During 2019 and 2020, Southern Africa experienced the worst drought in decades, affecting access to food, water and livelihoods. Despite the mineral wealth in areas of Sekhukhune, communities near existing mines experience water scarcity and unfulfilled infrastructure commitments, such as schools without electricity or functioning toilets and failed road projects.
The mining industry in South Africa has a long history of inequality, both benefiting from and driving colonialism and apartheid. In current times, mining companies continue to exploit natural resources. However, due to a Constitutional Court ruling in 2020, to which CALS contributed, it was clarified that in order for mining-affected communities to exercise their constitutional rights, the mining companies are legally required to publish their mining rights applications, including their Social and Labour Plans (SLPs). SLPs are the mining companies’ legally binding commitments on how they intend to share the benefits of mining with workers and affected communities, including developing workers’ skills, upgrading local schools and roads and providing housing, water and sanitation. Access to the SLPs is a step towards greater accountability and improving consultation with communities at the time of the mining company’s application. However, a social audit conducted by SCMAC and CALS in 2019 found that existing commitments in three mining companies’ SLPs are either not followed through or are being ineffectively implemented, and therefore are having little impact on access to safe water, healthcare facilities and usable roads.

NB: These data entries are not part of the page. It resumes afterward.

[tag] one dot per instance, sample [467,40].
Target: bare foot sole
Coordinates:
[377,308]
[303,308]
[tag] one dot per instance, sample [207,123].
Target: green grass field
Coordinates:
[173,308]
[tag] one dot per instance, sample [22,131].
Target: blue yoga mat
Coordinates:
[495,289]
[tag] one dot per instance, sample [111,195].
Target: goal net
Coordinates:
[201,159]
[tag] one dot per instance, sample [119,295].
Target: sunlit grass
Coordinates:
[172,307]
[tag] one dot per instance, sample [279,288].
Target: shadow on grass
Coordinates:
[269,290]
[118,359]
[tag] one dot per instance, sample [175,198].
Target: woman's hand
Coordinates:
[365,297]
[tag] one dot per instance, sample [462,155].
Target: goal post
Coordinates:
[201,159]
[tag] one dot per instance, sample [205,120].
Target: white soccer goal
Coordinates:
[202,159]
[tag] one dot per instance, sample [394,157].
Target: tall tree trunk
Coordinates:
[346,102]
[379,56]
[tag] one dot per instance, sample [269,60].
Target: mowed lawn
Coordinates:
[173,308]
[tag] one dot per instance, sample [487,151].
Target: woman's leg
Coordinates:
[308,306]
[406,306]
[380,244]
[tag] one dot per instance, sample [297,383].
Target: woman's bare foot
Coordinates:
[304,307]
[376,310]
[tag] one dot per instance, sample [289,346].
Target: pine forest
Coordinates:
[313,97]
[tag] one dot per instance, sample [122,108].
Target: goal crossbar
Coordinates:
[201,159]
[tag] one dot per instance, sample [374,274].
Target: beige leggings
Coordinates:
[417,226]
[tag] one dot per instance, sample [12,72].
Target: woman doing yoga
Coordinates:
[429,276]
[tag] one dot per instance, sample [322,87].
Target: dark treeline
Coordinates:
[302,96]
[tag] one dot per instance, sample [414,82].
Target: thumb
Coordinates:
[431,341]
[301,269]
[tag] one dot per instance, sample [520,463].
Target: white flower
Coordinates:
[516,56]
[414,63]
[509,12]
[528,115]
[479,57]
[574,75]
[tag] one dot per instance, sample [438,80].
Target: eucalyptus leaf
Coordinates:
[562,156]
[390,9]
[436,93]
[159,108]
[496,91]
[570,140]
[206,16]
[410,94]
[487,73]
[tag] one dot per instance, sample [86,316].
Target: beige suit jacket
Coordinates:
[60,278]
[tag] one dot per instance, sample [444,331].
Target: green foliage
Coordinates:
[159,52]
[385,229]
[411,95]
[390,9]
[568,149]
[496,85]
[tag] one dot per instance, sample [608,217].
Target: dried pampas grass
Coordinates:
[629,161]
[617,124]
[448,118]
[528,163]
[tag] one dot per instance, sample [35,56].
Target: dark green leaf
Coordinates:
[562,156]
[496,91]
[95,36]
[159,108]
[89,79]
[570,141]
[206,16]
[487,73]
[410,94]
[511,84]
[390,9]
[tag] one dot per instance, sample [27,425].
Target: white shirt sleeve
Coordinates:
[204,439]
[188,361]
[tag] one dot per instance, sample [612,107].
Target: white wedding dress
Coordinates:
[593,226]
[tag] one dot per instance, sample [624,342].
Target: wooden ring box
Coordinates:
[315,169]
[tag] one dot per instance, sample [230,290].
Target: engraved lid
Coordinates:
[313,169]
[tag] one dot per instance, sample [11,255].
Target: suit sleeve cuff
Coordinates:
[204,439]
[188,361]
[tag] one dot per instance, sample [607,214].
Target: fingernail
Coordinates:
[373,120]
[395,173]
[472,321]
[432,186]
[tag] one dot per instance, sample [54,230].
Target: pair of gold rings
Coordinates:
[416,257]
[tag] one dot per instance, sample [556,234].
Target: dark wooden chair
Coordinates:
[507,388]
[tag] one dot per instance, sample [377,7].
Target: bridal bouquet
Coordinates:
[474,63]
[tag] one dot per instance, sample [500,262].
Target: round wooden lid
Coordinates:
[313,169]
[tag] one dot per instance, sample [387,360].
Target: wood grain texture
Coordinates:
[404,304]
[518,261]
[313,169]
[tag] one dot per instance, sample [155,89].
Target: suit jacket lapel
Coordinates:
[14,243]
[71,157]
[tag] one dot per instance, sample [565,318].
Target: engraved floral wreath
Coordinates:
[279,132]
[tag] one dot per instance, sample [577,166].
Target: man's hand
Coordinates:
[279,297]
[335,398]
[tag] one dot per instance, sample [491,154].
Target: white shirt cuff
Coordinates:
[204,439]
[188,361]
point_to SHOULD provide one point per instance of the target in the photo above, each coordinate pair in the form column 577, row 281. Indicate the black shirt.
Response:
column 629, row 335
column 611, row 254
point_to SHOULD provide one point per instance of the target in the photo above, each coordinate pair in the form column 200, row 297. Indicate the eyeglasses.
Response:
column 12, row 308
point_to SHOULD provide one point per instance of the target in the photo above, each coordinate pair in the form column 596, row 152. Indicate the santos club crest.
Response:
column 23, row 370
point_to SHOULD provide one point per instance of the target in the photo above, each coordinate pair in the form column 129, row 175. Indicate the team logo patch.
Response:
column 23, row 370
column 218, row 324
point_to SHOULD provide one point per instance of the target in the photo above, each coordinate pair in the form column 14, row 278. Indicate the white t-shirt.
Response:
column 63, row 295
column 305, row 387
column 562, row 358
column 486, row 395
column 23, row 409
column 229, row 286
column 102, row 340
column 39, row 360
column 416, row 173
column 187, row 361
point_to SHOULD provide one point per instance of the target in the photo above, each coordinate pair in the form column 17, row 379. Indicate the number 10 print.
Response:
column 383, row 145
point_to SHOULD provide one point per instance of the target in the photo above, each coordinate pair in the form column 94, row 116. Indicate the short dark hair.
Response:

Facing this reality, CALS, SCMAC and AISA are working on a collaborative research project aiming to produce evidence that local communities and movements can use in state- level processes to hold companies accountable to their implementation plans. At the same time, the research provides a basis for advocacy through CALS’ role convening the legal working group at the national Climate Justice Coalition movement to fight for legislative changes. These changes would ensure communities are brought into regional development decision-making structures everywhere to hold the government and mining companies to account on implementation challenges.
The research and decision-making is driven equally by the partners, and the principled approach to their work means that all research is run by the community. In CALS, this work takes place in the Environmental Justice Programme. Thandeka – whose expertise is in gender and who has practiced as an attorney for many years – underscores why the research project is interconnected with ongoing casework: “The themes that have emerged from the research have helped the team to think strategically about areas of law that we need to divert more resources to. For example, issues of climate change, environmental racism and the disproportionate effect of environmental harm on women are becoming evident from the interviews with participants. Therefore, the team has endeavored to focus more on these issues in their litigation strategy.”
Recent Alumnx, attorney and research coordinator Busisiwe sets out the bigger picture: “For long periods of time, corporations have been shielded from accountability. This is evident under international law (where obligations fall on the state and not private actors) and even in South Africa. The push for binding obligations on business through a treaty is also linked to the many human rights abuses conducted by mines. It is therefore vital that mines are held accountable. It is also time for mines to fulfill their positive obligations to communities that are impacted by their activities. States’ oversight function over mines has been seriously lacking, and this too needs to be remedied.”
The final research findings are being drafted in 2021. With the huge number of mining operations across the country, tackling the systems that perpetuate harms to communities and the environment is more important than ever. It is hoped that the research will be a fierce advocacy and accountability tool for communities like those in Sekhukhune, helping to stem the ongoing degradation of natural resources.